Show the sources that have influenced your thinking
You are part of an academic community and need to show how what you have read has influenced your thinking and developed your ideas.
Reference accurately and fully
Whenever you use the ideas and thoughts of someone else, you must include a reference.
Familiarise yourself with Brookes’ principles of academic conduct
Learn more about Academic integrity
It's essential to know how to make good decisions about academic integrity during all stages of your work. Brookes students can log-in and complete this short course on Moodle to find out more about what academic integrity means and how it relates to all aspects of your studies:
You need to avoid
Plagiarism
Presenting or submitting someone else's work (words or ideas), intentionally or unintentionally, as your own.

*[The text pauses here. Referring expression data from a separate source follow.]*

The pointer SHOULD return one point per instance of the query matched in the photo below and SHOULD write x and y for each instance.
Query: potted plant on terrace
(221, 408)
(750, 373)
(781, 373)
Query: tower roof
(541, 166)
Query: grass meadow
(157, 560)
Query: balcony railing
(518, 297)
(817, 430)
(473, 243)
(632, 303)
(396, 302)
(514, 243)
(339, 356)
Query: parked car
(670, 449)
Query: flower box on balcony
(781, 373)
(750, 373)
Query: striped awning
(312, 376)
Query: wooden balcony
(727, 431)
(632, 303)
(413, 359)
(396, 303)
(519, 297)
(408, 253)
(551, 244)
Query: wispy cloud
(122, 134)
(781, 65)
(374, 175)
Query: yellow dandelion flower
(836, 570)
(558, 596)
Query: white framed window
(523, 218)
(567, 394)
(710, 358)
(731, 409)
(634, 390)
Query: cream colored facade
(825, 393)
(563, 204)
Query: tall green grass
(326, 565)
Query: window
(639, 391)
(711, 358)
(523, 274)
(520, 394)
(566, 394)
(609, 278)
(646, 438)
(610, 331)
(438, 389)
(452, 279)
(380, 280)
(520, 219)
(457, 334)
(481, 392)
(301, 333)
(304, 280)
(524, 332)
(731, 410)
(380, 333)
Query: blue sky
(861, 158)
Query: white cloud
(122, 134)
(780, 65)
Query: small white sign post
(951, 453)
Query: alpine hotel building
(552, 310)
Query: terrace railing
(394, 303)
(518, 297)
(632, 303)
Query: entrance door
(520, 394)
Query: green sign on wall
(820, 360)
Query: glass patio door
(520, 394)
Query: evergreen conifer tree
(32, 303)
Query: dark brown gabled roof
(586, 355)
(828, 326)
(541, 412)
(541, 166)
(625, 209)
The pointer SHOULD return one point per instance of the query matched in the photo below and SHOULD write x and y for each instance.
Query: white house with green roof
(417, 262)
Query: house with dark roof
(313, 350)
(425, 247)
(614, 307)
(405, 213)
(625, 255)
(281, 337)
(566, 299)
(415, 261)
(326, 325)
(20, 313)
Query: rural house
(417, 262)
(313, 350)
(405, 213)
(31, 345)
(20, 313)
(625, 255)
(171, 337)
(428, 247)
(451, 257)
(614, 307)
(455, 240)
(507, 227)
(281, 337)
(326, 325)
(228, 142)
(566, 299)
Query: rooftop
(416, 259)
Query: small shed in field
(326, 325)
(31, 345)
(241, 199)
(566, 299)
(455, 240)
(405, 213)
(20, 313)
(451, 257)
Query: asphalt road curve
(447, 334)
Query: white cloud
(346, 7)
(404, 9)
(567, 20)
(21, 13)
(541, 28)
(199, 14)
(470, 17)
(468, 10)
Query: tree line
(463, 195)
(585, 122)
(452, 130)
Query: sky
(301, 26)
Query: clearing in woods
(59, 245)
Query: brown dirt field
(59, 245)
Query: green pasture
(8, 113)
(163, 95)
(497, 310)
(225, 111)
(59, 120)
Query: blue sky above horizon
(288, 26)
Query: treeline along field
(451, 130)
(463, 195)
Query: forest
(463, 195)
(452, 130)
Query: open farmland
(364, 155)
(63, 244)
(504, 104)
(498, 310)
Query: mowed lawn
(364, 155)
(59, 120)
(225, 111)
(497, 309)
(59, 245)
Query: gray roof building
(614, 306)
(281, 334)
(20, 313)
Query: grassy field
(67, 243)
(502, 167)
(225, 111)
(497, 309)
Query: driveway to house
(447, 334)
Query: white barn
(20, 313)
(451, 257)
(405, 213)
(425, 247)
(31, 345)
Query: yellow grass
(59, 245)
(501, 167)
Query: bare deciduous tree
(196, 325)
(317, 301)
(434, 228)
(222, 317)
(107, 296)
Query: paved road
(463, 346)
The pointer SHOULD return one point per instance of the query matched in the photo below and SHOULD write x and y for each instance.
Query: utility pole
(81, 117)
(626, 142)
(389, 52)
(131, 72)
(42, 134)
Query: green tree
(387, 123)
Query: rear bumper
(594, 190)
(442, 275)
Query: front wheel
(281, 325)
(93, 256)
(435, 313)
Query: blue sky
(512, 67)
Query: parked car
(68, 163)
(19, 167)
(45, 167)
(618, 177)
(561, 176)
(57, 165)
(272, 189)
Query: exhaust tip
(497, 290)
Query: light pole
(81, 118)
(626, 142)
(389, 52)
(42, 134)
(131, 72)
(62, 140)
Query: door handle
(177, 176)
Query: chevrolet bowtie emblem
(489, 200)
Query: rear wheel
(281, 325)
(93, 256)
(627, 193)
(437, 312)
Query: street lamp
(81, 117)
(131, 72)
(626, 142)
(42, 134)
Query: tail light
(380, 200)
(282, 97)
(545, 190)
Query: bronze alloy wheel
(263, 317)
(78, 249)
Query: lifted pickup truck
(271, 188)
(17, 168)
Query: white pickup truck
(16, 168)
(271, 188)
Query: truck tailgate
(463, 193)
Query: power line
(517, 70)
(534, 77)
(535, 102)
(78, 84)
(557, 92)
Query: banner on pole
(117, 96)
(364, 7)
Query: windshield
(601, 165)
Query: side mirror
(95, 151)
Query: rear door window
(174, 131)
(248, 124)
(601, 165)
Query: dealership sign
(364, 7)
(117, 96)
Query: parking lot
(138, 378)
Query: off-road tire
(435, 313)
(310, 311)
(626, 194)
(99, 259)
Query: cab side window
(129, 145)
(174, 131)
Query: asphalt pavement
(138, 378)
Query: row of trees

This is considered to be a form of cheating.
Inadequate paraphrasing
Changing a few words and phrases from the original text but retaining too much of the original structure and expressions.
Collusion
Working with others but submitting the assignment as your own individual work.
Duplication
Submitting work for one module which has been assessed and passed in another.
Falsification
Including false data in assignments, eg quotations that no one actually said, or statistics that are invented.